Going "All the Way"
12/21/14 04:43 PM
We are living in tough times. Many of us are beset from all sides. Money, kids, jobs, spouses, war, illness, the economy, everything. And while we are trying to get by, we are barraged with celebrities living “the good life” and pop psychologists telling us “The Secret” is to indulge ourselves.
And then there is all this hysteria about passion. The ultimate experience supposedly is to “go all the way” with another. People who believe this are generally talking about passion and particularly sex. How odd that “going all the way” is generally synonymous with the inevitable brevity of a “one night stand”. How odd too that in this context it is perfectly possible that one can never have more than a “one night stand” with the person they live with and in so doing never touch their soul.

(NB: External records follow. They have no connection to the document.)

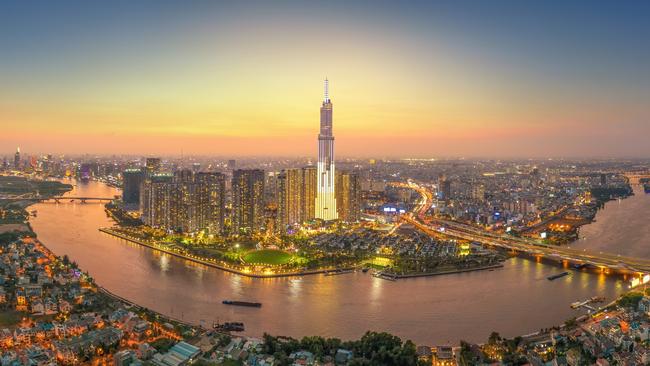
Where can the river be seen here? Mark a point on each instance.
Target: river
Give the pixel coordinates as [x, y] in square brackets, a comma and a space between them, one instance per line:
[514, 300]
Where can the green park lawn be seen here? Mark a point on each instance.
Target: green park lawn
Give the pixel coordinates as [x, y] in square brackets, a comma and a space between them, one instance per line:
[267, 256]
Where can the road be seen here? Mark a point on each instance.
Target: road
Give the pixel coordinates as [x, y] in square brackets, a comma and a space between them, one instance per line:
[436, 227]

But that is not real. Really going all the way means giving ourselves to each other in the form of respect and commitment and support. In the context of conceiving a child, it means giving the child a chance at life. For a child, it means trusting your parent or an adult who cares about you, because at a certain point you have nothing to lose in trusting. For a parent, it means keeping the child or entrusting it to the care of another.

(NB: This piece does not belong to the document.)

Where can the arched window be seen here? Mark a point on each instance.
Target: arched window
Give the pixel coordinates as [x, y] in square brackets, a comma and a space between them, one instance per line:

In raising a child, it means staying up with her when she’s hungry. It means being the one who soothes his crying at 3 AM, or being the one who can’t soothe him, but you stay with him anyway. It means being thrown up upon and still holding her. It means hurting when she’s hurt, or giving up on a dream so he can have his. It means being a parent when you don’t know how to be a parent and coaching when you don’t know how to coach. It means quietly letting someone else coach when they don’t know how to coach. It means using your hands to hold him when you’d rather use your hands to hit him. In sports, it means being a fan when he’s not the best one and being even more of a fan if he’s disabled and can’t even dream of athletic glory. It means holding your child up instead of holding her down. It means being there and staying there, and being a safe haven even when he or she has done something dreadfully wrong. It means trusting your child, because at a certain point you have nothing to lose in trusting. It means being a savior instead of a judge and an advocate instead of a prosecutor, because who of us, really, can cast that first stone? It means showing up and being where you are when you’re there. It means giving up the better car for the better school. It means giving comfort without being asked, and giving approval on those same terms.

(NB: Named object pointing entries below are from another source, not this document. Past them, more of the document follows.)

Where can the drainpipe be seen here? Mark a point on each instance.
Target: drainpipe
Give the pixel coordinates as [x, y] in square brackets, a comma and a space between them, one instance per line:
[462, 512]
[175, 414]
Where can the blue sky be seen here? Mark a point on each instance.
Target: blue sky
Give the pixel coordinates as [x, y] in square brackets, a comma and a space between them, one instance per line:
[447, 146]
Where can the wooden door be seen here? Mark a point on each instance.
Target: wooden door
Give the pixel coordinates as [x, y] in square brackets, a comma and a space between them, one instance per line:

As a spouse, it means worrying more about being the perfect partner than having the perfect partner. Over the years, it means being willing to rediscover someone you thought you already knew completely. As a parent, it means being a refuge for your growing children and your aging parents. As an aging parent, it means being a source of perspective for your growing children and your growing grandchildren. As a community, it means caring for one another and treating each other not as objects but as other versions of ourselves.
“Going all the way” is a journey. It’s a living spiral. It starts as a gift bequeathed to us by our elders and becomes the same gift bequeathed to our children and grandchildren. It cannot be traveled alone. “Going all the way” implies that you go with someone; otherwise you haven’t risked enough to have had the adventure. It starts as a journey of one with another and becomes a journey of two with the world. It is risky and difficult to go it alone, without at least some kind of significant other. It is in the psychosis of isolation where fears grow huge and bend reality to seem to be what it is not. This is a psychosis that is so devastating but from which it is so easy to be rescued. All that is required is that we be there for each other.
“Going all the way” isn’t physical, and the most exhilarating experience one person can have with another isn’t necessarily physical. It is to be comforted. It is to be relieved; of pain, or fear, or guilt, or loneliness. So you want to “go all the way” with someone? A friend? A spouse? A parent? A child? A stranger in need? Then go to them, put one arm around their shoulder and say, “I am right here. I’ll be right here. And you’ll be okay.”